If you think there’s a right and proper way to do things, it is better to lead by example. Live your truth. Demonstrate why your way is good, or best, or the only possible way. People may or may not agree with you. We have the right to make our own rules for ourselves, that’s fine. We have the right to adopt the ways of doing things that we see and are inspired by. There’s nothing wrong with following, and everything wrong with being told that you have to follow.

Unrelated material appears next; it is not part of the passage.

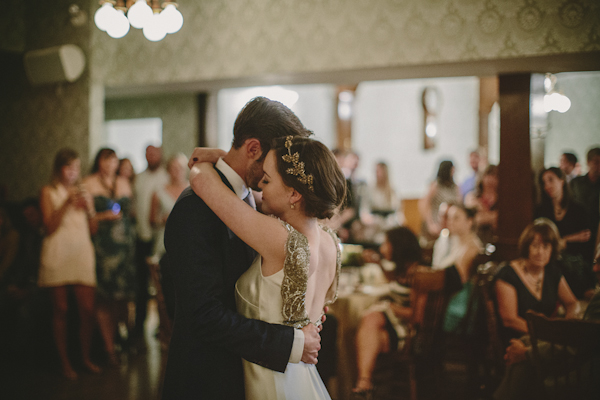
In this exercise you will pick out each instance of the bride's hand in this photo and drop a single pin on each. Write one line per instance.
(205, 154)
(312, 344)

If you really are right about things then it will be self evident and people will come onboard. If your ideas are brilliant and persuasive, exposure will be enough to persuade people. Anyone who has to bully and harass people into agreeing with them is not really demonstrating a belief in the intrinsic excellence of what they’re advocating.


About Nimue Brown

Druid, author, dreamer, folk enthusiast, parent, wife to the most amazing artist -Tom Brown. Drinker of coffee, maker of puddings. Exploring life as a Pagan, seeking good and meaningful ways to be, struggling with mental health issues and worried about many things. View all posts by Nimue Brown

7 responses to “Self policing and policing others

  • Ella Dour

    Have you seen how gatekeeping dynamics impact the trans community? I’m going to be writing about that soon.

  • Christine Valentor

    Brilliant post, and I agree, it is miserable stuff, all the gate keeping! One thing I have learned in my semi-evolving wisdom is that there’s no such thing as “one size fits all.” 🙂

  • Signposts, not gatekeepers | Druid Life

    […] wrote recently about gatekeeping and why I don’t much like it. There are of course better ways to do things. For the person who wants to improve standards in any […]

  • Robin

    Agree to a point but I often wonder how often self-evident truths are really as self-evident as their advocates think. What to one person is a blatantly good way of doing things passes another by completely. Gatekeeping is frequently caustic, especially in the realms of identity politics, but equally I have been in groups that formed to do X then later someone joins who insists that the group changes to meet their wish to do Z until half the original members leave because it’s no longer doing what they joined for (and I’ve often been left wondering why the recent arrival didn’t join a group, or start a group, doing Z if that’s what they wanted all along anyway – there seems to be a fair few people around who enjoy the experience of taking over and changing a group in preference to finding or starting one that meets their needs).